3.3.2. Subgroup Meta-Analysis of Different Down-Regulation Protocols and Treatment Durations of Pituitary Suppression with GnRHa Prior to Artificial FET Cycles

All subgroup meta-analyses in this study were conducted using a random-effects model, chosen in response to the significant heterogeneity observed within the overall study population. The short-acting regimen (daily protocol) was associated with higher CPR (OR = 1.11, 95% CI: 1.02–1.21, I2 =0.0%, p = 0.02) compared with the control. The differences in IR (OR = 1.17, 95% CI: 0.96–1.42, I2 = 1.7%, p = 0.08), LBR (OR = 1.14, 95% CI: 0.86–1.52, I2 = 26.8%, p = 0.18) and MR (OR = 1.10, 95% CI: 0.95–1.28, I2 = 0.0%, p = 0.16), however, were not considerably different. On the other hand, pituitary suppression with long-acting GnRHa (depot protocol) improved CPR (OR = 1.25, 95% CI: 1.08–1.44, I2 = 72.1%, p = 0.004), IR (OR = 1.28, 95% CI: 1.02–1.59, I2 = 78.9%, p = 0.03), and also LBR (OR = 1.19, 95% CI: 1.04–1.37, I2 = 72.1%, p = 0.02), accompanied by insignificant changes in MR (OR = 0.93, 95% CI: 0.75–1.15, I2 = 48.2%, p = 0.48). Comparing the two protocols, pregnancy outcomes after FET seemed to be slightly improved with depot GnRHa administration. However, their differences were not significant (Table 2 (B) and Supplementary Figure S4).
Women who were pretreated within one cycle prior to FET had better CPR (OR = 1.17, 95% CI: 1.04–1.32, I2 = 61.3%, p = 0.01), IR (OR = 1.16, 95% CI: 1.02–1.32, I2 = 56.7%, p = 0.03), and LBR (OR = 1.28, 95% CI: 1.03–1.60, I2 = 77.8%, p = 0.03). After pituitary suppression, MR did not differ from the non-pretreated group (OR = 0.87, 95% CI: 0.69–1.09, I2 = 53.7%, p = 0.21).

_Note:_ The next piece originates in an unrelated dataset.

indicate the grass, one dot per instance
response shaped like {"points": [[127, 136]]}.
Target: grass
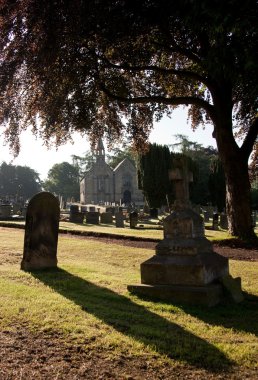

Moreover, women who were pretreated more than one cycle prior to FET demonstrated, to a greater extent, improvements in CPR (OR = 2.00, 95% CI: 1.29–3.10, I2 = 66.4%, p = 0.01), IR (OR = 2.07, 95% CI: 0.97–4.43, I2 = 64.4%, p = 0.05), while LBR (OR = 1.42, 95% CI: 0.24–8.39, I2 = 37.9%, p = 0.24) and the rate of miscarriage (OR = 0.50, 95% CI: 0.01–24.11, I2 = 72.6%, p = 0.52) were not significantly different compared with the control. In summary, compared to short-term suppression, prolonged GnRHa administration resulted in better CPR and IR (p < 0.05), though no significant differences were found in LBR or MR (Table 2 (C) and Supplementary Figure S5).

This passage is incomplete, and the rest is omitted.